Petit moustique, le dernier des Égyptien tente l'échappée juive du pays autoritaire de Pharaon. Il y parvient. Sa ville refuge est Saint-Pétersbourg et son pont égyptien. Les humbles se feront enterrer avec leurs objets d'élection, ceux du quotidien, et quel meilleur sarcophage qu'une histoire. Mais Pharaon se déplace à Moscou la bouddhique. Ce récit sur 1917 a bien des implications dix ans plus tard. La lenteur de l'État est devenue une invisibilité meurtrière, les mouvements de masse une colère pilotée et les soldats, qui avaient souvent rallié le peuple, les nouveaux instruments de la répression. Le capitaine s'installe au siège de la Loubianka. Il passe au service de la police secrète, la Tcheka. Exit le soleil innocent. Le stalinisme n'a jamais cessé d'être un tsarisme.

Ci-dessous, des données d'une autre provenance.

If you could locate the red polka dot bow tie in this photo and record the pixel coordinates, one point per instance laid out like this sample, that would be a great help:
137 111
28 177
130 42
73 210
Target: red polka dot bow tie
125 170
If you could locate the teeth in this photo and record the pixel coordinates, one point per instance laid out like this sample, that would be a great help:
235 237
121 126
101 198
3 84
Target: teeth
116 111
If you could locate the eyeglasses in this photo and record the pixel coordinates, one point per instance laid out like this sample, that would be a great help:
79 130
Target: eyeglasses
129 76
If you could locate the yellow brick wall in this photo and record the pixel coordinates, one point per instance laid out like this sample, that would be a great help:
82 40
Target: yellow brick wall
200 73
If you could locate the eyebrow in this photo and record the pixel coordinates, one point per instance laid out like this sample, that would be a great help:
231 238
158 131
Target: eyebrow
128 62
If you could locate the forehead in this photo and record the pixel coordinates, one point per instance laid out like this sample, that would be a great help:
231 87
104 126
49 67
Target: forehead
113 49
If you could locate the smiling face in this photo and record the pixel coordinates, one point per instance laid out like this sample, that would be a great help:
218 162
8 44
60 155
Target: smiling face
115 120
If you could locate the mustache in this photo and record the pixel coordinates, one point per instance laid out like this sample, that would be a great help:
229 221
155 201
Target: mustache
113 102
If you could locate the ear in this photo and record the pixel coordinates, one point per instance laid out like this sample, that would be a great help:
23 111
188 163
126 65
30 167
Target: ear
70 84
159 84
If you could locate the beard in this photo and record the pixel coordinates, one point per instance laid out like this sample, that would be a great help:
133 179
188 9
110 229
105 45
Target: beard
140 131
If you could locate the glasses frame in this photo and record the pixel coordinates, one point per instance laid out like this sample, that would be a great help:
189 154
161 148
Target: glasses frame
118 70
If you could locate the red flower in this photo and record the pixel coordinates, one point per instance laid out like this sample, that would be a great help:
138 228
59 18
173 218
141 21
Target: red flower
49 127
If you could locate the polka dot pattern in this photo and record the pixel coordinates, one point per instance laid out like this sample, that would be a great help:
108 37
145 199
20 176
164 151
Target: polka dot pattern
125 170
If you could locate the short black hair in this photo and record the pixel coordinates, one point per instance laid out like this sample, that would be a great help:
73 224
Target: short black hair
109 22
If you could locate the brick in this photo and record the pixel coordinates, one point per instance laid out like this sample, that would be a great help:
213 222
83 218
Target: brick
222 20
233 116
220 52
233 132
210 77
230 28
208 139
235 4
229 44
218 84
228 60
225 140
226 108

L'écriture dans la marge du narratif, définition possible de la poésie, c'est le combat contre la prose « ferroviaire » qui conduit au Select Hotel (quel nom !), cette prose remplie des outils de « l'accrocheur de wagons » pour dévider au kilomètre des paroles qui ne se soucient ni de la beauté, ni du nombre. La prose surréaliste de Mandelstam fournit au contraire des images inoubliables, qui sont autant de refus de la propagande. Les ponts coupent ou ressoudent la ville comme les vertèbres des deux siècles le font du temps. Les livres européens, que le narrateur dit avoir substitués très jeune à la vie, sont des glaçons qui fondent et rapetissent. La pensée reste tranchante comme le patin. Elle est prête à glisser sur l'époque en train de geler. La ville s'écrie (se crie) sur un jeu d'épreuves humides, non un papyrus desséché. Elle respire toujours le caractère vivace de la culture.

À lire cette nouvelle édition française du Timbre égyptien, le désir se ravive : que le Temps fasse le plus de bruit possible.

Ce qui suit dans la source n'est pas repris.